Elsevier

Carbohydrate Research

Volume 343, Issue 14, 22 September 2008, Pages 2422-2427
Carbohydrate Research

Structural characterization of neutral and anionic glucans from Mesorhizobium loti

https://doi.org/10.1016/j.carres.2008.07.007Get rights and content

Abstract

The periplasmic glucans of Mesorhizobium loti were isolated and separated into fractions according to their acidity. NMR spectroscopy confirmed their backbone structure to be a cyclic β-(1→2)-d-glucan as in the case of other rhizobia, and revealed no non-glycosidic substituents in the neutral fraction, and glycerophosphoryl and succinyl residues as major and minor substituents, respectively, in the anionic fractions. MALDI-TOF mass spectrometry showed that the anionic glucans contain one, two, or three such substituents per molecule according to their acidity, and, in contrast, that all the anionic subfractions have a similar size distribution to that of the neutral glucans, where molecules composed of 20–24 glucosyl residues are predominant. These results clarify the periplasmic glucan composition in terms of charge-to-mass ratios in M. loti cells.

Introduction

Gram-negative bacteria generally contain low-molecular-weight glucose polymers in the periplasm.

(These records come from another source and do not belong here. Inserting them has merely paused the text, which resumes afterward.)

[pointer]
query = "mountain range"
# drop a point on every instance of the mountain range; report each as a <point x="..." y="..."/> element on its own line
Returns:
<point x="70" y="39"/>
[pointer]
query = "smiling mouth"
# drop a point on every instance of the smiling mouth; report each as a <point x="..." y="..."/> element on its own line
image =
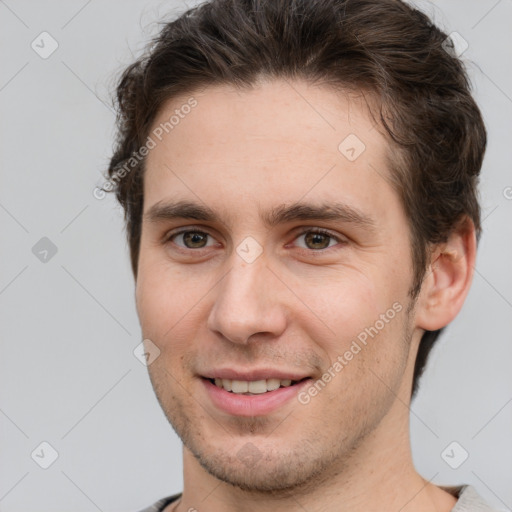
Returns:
<point x="254" y="387"/>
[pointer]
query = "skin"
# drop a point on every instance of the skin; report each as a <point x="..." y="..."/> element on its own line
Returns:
<point x="297" y="307"/>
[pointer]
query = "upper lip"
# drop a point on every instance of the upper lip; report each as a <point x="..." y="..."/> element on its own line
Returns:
<point x="253" y="375"/>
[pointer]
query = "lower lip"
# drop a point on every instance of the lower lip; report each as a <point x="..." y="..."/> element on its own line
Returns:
<point x="252" y="405"/>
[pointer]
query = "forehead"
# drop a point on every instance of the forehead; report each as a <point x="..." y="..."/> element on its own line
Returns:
<point x="278" y="142"/>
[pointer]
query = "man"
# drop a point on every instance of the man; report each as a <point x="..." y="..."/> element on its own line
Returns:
<point x="299" y="183"/>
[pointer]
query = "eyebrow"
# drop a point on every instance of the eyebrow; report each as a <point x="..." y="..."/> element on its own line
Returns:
<point x="166" y="211"/>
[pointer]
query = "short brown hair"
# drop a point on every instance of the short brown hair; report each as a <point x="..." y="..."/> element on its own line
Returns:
<point x="384" y="48"/>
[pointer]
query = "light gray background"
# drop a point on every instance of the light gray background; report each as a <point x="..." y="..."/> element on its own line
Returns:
<point x="68" y="375"/>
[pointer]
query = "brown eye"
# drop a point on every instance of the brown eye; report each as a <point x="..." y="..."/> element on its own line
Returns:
<point x="191" y="239"/>
<point x="317" y="240"/>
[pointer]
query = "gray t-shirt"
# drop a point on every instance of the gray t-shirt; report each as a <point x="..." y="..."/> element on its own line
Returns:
<point x="468" y="501"/>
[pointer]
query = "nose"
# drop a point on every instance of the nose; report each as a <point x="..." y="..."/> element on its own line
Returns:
<point x="248" y="303"/>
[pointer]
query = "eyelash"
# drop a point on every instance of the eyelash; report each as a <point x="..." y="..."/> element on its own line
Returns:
<point x="319" y="231"/>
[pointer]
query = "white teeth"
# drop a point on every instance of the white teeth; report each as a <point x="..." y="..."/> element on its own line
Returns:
<point x="239" y="386"/>
<point x="273" y="384"/>
<point x="255" y="387"/>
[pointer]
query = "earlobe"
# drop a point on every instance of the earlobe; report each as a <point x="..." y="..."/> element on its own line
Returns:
<point x="448" y="278"/>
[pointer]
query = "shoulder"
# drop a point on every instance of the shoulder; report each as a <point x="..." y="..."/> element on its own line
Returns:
<point x="470" y="501"/>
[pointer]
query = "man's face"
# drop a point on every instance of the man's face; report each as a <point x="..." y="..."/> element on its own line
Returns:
<point x="238" y="298"/>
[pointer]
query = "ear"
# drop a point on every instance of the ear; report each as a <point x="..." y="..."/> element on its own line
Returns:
<point x="448" y="278"/>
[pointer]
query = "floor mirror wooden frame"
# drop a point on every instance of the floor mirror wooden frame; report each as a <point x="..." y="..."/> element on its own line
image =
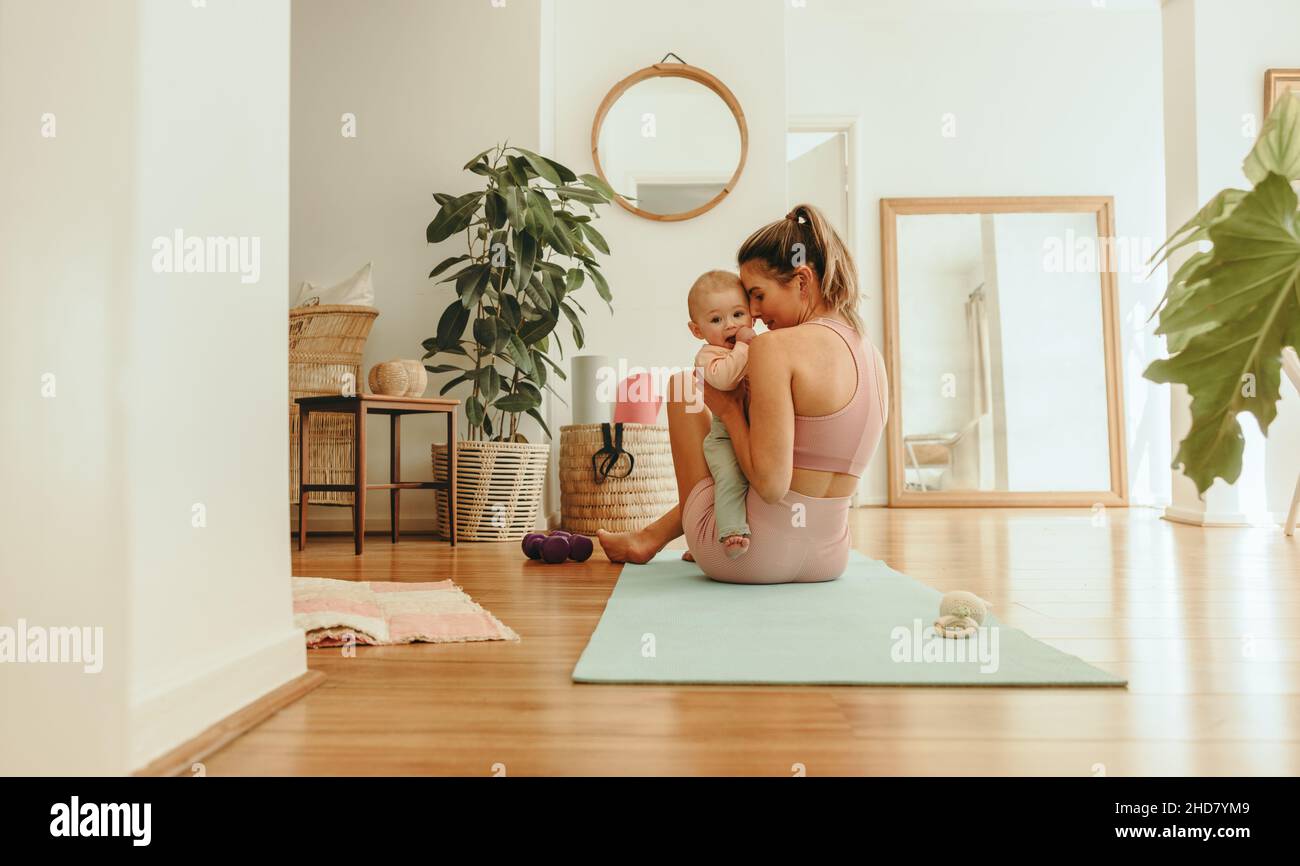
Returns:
<point x="1104" y="209"/>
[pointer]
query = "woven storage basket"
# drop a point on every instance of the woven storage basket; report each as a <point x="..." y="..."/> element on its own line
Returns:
<point x="498" y="489"/>
<point x="615" y="503"/>
<point x="325" y="346"/>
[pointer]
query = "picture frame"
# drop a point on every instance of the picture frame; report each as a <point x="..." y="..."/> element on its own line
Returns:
<point x="1275" y="82"/>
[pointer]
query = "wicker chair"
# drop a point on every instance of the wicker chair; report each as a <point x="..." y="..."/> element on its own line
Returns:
<point x="325" y="345"/>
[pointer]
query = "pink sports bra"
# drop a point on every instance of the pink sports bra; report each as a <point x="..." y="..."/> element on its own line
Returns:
<point x="845" y="440"/>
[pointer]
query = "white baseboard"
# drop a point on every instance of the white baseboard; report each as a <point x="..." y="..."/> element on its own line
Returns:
<point x="167" y="715"/>
<point x="1221" y="518"/>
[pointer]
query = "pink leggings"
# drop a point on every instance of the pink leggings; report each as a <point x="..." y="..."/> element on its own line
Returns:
<point x="797" y="540"/>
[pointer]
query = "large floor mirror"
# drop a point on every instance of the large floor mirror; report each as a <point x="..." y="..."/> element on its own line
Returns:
<point x="1001" y="336"/>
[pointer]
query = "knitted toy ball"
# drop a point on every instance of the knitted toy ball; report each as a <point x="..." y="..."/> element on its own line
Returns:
<point x="961" y="614"/>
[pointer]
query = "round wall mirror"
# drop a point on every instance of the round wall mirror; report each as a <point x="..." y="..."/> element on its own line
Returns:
<point x="671" y="141"/>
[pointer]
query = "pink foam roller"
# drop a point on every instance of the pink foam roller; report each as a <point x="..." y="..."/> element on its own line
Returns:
<point x="637" y="401"/>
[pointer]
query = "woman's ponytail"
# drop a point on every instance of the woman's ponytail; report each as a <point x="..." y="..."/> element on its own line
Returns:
<point x="806" y="237"/>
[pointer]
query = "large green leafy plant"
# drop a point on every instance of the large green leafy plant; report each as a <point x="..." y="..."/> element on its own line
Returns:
<point x="528" y="251"/>
<point x="1231" y="308"/>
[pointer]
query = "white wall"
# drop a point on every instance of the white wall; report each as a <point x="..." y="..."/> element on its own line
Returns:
<point x="64" y="273"/>
<point x="212" y="626"/>
<point x="168" y="385"/>
<point x="1221" y="52"/>
<point x="430" y="83"/>
<point x="1045" y="99"/>
<point x="1053" y="366"/>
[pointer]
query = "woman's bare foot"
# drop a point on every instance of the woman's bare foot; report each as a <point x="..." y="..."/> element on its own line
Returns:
<point x="736" y="545"/>
<point x="627" y="546"/>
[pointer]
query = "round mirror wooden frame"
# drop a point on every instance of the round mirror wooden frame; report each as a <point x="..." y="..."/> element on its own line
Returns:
<point x="672" y="70"/>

Despite their structural diversity, such periplasmic glucans are considered in common to play an essential role in the envelope organization, and mutants defective in the biosynthesis show a pleiotropic phenotype including a defect in hypo-osmotic adaptation.1 Moreover, in the case of pathogenic or symbiotic bacteria, periplasmic glucans are known to be crucial for the interaction with their eukaryotic hosts; as an example of their roles, periplasmic glucans were reported to suppress the host defense/immune mechanisms for plant symbiont Bradyrhizobium japonicum, mammalian pathogen Brucella abortus, and plant pathogen Xanthomonas campestris pv. campestris.2, 3, 4 In the case of Brucella, it has been proposed that the function of the molecule is to extract cholesterol from eukaryotic membranes so as to disrupt cholesterol-rich lipid rafts present on phagosomal membranes.5 As for the family Rhizobiaceae, which includes various pathogenic or symbiotic species, cyclic β-(1→2)-d-glucans have been determined to be their periplasmic glucans from the structural analyses with various bacteria such as Agrobacterium, Brucella, Mesorhizobium, Rhizobium, and Sinorhizobium species.6, 7, 8, 9, 10, 11, 12, 13 The molecules consist of β-(1→2)-linked d-glucosyl residues with the degrees of polymerization (DPs) ranging between 17 and 28, and some residues are modified by non-glycosidic substituents; the substituents are phosphoglycerol in A. tumefaciens,14 succinic acid in B. abortus,15 both in S. meliloti,16 and both methylmalonic acid and succinic acid in R. radiobacter,17 but no substituents in M. huakuii.13 Such substituents confer negative charge on the glucans, which would lead to the change in cell-envelope characteristics. Whereas the anionic glucans are divided into more than one fraction according to the acidity within one organism, the charge-to-mass ratio has not been accurately characterized for each of the fractions.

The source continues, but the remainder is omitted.